After a week of unanswered messages, I figured I wouldn’t see you again. This, on its face, I could understand. I do understand. It’s a premature ending, but as you and I discussed, this had to end sometime. Now or later, it’s not so different in the long run, the sort of long run we knew. Somewhere inside I know I will, someday, accept it, that you and it will fade, become one great learning lesson, everything dissolving into the great puddle of shit I’ll force a smile and call a learning lesson for the rest of my life.
But there’s acceptance and there’s that other thing, the doubt, blasting me over and over, replaying our last conversation dozens, hundreds of times in my head. I’ve thought of every alternative, every path I could have wound our last conversation down by replacing a noun here, a word there, adjusting my tone at a critical moment, switching to the passive tense at a crucial juncture.
That the outcome holds in each imagined scenario hasn’t stopped my ongoing search for a different destination. I hold onto the hope I’ll get there. I imagine the most crushing blow will come only later, when the fact of my finally having discovered the right formula will run into the truth that I found it too late, and, worse, that it was only in my own head, not out there where it counts. Where you’d have any chance of realizing I’d even tried to get it all back.
It must have been that talk. Right?
You make a decision and you take whatever you want with you when you walk away. I haven’t spoken with many people about you, but the few I have talk about debt. She owes you an explanation. She doesn’t owe you anything. Owing, not owing. Would our debt have ever been settled? Was our language insufficient? Did we not transcend?
Nate
Svetlana <svetllama214@yahoo.com> Sun, Oct 15 at 8:21 PM
To: Nathan Cole <nathanco97@gmail.com>
Dear Nate,
Last night, a mountain lion chased me through the streets of the city.

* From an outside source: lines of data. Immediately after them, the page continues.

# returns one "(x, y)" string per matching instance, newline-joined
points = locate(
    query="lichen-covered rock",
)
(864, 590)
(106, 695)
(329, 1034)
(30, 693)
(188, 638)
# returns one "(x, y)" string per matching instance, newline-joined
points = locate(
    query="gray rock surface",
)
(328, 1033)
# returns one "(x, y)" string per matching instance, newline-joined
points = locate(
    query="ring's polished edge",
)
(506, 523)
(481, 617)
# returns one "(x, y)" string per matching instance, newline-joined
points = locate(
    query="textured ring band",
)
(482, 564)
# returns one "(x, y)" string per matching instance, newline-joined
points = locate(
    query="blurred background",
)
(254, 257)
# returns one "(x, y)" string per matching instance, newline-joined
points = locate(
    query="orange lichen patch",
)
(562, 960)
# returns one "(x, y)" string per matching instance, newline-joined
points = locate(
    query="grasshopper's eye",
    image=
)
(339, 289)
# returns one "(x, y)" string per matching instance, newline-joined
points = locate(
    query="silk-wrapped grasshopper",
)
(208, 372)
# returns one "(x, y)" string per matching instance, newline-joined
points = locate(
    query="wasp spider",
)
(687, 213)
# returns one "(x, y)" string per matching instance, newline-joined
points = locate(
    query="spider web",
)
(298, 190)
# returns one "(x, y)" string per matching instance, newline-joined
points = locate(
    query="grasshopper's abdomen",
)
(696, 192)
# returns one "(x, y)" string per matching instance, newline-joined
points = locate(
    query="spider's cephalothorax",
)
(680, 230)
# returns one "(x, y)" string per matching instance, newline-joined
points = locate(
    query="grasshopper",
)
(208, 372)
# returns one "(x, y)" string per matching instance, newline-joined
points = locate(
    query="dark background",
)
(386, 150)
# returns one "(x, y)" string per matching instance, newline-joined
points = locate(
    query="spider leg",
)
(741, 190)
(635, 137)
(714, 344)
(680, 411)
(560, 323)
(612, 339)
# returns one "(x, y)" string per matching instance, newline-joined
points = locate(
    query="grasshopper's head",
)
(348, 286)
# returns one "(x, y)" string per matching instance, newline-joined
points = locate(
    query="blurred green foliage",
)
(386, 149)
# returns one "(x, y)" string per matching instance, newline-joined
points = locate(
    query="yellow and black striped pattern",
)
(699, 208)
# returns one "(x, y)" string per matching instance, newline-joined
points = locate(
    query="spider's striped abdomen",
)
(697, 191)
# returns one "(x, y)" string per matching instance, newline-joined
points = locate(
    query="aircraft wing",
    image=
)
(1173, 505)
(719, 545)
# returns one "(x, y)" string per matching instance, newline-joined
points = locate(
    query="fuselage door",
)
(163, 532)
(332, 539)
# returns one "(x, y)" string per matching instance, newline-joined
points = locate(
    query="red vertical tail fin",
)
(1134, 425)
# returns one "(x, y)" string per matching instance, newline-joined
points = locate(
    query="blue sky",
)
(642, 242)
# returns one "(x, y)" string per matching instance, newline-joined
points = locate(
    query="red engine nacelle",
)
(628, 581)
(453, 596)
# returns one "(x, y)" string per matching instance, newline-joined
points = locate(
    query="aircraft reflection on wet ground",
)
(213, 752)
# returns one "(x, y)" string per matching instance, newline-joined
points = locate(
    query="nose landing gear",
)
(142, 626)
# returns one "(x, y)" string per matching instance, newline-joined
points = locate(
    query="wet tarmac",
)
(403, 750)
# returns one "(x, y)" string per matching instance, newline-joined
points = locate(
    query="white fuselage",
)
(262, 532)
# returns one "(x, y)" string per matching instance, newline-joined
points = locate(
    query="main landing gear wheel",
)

I never actually saw it until the very end, but I knew it was there, and I knew I had to get away. I sensed it, in the beginning, near the train station. I don’t remember how. I only began to run.
I sprinted in every which direction, surprising myself with the turns I took, the routes I followed. I tried outwitting the mountain lion, and I felt the best way to do it was to outsmart myself. Complicating the whole effort was that while I sprinted for basically as long as I wanted (I impressed myself with my stamina) my feet never quite made as much traction with the ground as I would have liked. I would say it was like trying to run on ice, but that wasn’t quite it. It was as if every street, park, and lot I ran through was covered in loose, invisible gravel. Of course, there was no gravel anywhere. Each surface was perfectly normal, but my soles kept slipping, surprised air kicking up behind me with each dubious tread. Anyways, even if I’d had a good grip, I knew, the whole time, that no matter what I did the mountain lion would find me. I continued to run.